第122話 カルラとの再会である
無事門を潜り抜けた我輩はティナの陰から抜け出し、妙な気配のする方へと駆けだす。方角的には……確か森があったであるな。ただティナが一人唸っているのが気になる。
「ティナ?どうしたであるか?」
「ネコ……こっちって今日私たちが空気草採取するのに進んだ道なんだよ。」
ほう?確かに今日女3人で採取依頼を受けたと言っていたであるが、変な偶然もあるのであるな。
そんなことを考えていると、ふと違和感に気付いた。我輩が走りながらティナに視線を移すとティナもこちらに目を向けている。この様子からティナも気付いているようであるな。
「魔物が出ないであるな。」
「うん。昼間はちょくちょく見かけたよ?」
魔物は昼よりも夜間のほうが活発に動くと言われている。そのため、防壁がないような村では夜は絶対外に出てはいけないと言われるほどである。逆に言えば、夜に出れば結構な頻度で魔物と遭遇するので、眠気と実力に自信があるなら討伐依頼にうってつけなのであるが……我輩ら、1体も遭遇してないであるな。我輩は除外であるぞ。
「ん?」
開けた場所に出たと思ったら、草原に何人か人影が見えるであるな。しかも、その人影のどれもに共通するものが付いているであるな。それは耳。ただの耳ではなく、顔の側面についているのではなく、頭の上……つまりはけもみみ。獣人たちであるな。
獣人の集団に近づくと、彼らも我輩らに気付いたのか、何人かがこちらに向いて――ふぁっ!?我輩いきなり目線が高くなった!?
「……ネコ、1年ぶり。
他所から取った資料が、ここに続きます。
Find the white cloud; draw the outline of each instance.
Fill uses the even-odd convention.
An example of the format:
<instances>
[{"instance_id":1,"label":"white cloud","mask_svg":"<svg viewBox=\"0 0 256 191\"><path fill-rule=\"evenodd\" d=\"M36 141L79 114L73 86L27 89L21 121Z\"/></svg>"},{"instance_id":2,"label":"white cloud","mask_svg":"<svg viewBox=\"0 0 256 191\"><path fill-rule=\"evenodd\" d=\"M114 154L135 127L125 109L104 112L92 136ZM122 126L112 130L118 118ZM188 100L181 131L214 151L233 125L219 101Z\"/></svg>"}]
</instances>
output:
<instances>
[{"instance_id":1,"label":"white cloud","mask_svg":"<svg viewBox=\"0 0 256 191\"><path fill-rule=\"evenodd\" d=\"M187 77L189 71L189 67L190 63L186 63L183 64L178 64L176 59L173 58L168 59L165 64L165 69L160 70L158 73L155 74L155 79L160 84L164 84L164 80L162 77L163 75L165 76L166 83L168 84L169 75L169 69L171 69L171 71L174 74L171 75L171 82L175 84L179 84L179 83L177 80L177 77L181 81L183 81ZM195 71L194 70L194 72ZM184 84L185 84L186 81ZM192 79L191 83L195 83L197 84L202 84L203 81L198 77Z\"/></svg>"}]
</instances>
」
どうやら我輩、金髪の猫耳獣人のカルラに抱きかかえられたみたいであるな。いや、相も変わらずの抱き能力であるな。ストレスを感じさせずに抱くとは衰えていないようであるな。いや、そんな品評している場合ではないのであるがな?
「久しぶりであるな、カルラ。……お前も来ていたのであるな。」
「妙に肌がざわついたから。でもネコに会えるのなら悪くない。むふー。」
やはりこいつも妙な気配を感じてここまで来たみたいであるな。
……待て、何でこいつ我輩の腹に顔うずめているであるか。
「カルラ、何してるであるか。」
「おふ。思っていた通りこれは癖になる香り……ネコ、もっと嗅がせて。」
「やめぃ。」
さらに顔を腹に押し付けかねん危ない目をしたカルラを何とか3本の尻尾で押し返す。それさえも光悦とした顔で受け止めるのであるからこいつ……案外ヤバいやつなのでは?
そこで、我輩がいきなり抱きかかえられた衝撃から抜け出したティナがハッと気づき、カルラの腕の中から我輩を引きはがす。あのティナ?ちょっと乱暴すぎないであるか?
「私の旦那に何するのー!」
「旦那?ネコ……結婚したの?」
「いや、してないであるぞ。」
それはティナが勝手に言っているだけであるからな。我輩は何も言ってない。
さて、するりとティナの腕から抜け出し、地に降りて辺りの獣人たちに視線を移す。
なるほど。殆どがシャスティの冒険者ギルドに所属している獣人であるな。ただ、猫の獣人はカルラだけなのであるな。他は犬や狼の獣人だったり下半身が馬の獣人、ケンタウロスがいるであるな。あとは羊の巻角をした獣人だったり。お、空には羽の生えた鳥人もいるであるな。
何れも面識がある故、話を聞いたのであるが、全員が気配を感じてきたらしい。
我輩も反応したし、獣人と魔物にだけ感じることができるみたいであるなぁ。
「ところでネコは大丈夫なの?暴れたりしてない?」
「む?あぁ、狂操状態の事であるか?我輩はそういうの跳ねのけるスキルがあるであるからな。」
もちろん"吾輩は猫である"のことであるが、名前やユニークスキルであることは言わなくてもいいであろう。
カルラも狂操状態の魔物と何度か遭遇しているのであるな。カルラに限って後れを取ることはないであろうなぁ……
ところで、この気配何だか強くなっていないであるか?そう思ったところで、上空から鳥人の声が届いた。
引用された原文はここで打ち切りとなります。